My Trip to Columbine Trail: May 2016
When we were driving to find the trailhead, we did have a bit of trouble. My advice is to take S. Cheyenne Road and park in the first lot/picnic area on the left. This area is directly across the street from the Starsmore Visitor and Nature center where the lower Columbine TH starts (behind the building). Once we found the trail it was very easy to follow all the way up to Helen Hunt Falls.
The trail itself stays flat for about a mile or so and then begins a steady climb with several switchbacks along the way. I was glad I wore hiking boots because while the trail was never wicked steep, it did consist of loose gravel which I imagined could be very hard to grip with sneakers. For the first 2 miles or so, the trail follows the access road which brings lazy people cars, up to Helen Hunt Falls. It was a great to see the trail peel away from the road after a while so that some of the traffic noise melted away into the aspen trees around us.
The middle section of the Columbine trail provided great views into Cheyenne Valley and of the Broadmoor.

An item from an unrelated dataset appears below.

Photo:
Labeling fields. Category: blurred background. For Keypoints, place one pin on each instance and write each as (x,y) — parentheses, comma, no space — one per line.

This part of the trail can be mentally taxing as it drops into a few valleys and then climbs back up the other side of them with many switchbacks along the way.
Once we reached the upper section of the Columbine trail it was a short 15 minutes or so until we encountered the Helen Hunt parking lot which was chock full of cars. I fully realize it is a smug attitude to have, but I always take satisfaction in hiking to see views that others drive to. We enjoyed the beautiful waterfalls in the area, snapped several pictures and headed back down.
As always, the hike back down to the car was a lot easier and quicker than the hike up. However, this hike did prove to be a bit of an anomaly because of the many switchbacks that we had to climb on the way back to the parking lot.
Overall, I would recommend this hike, but would probably start from the middle section of the trail. The lower portion does not add much to the hike and takes away about 2 miles RT.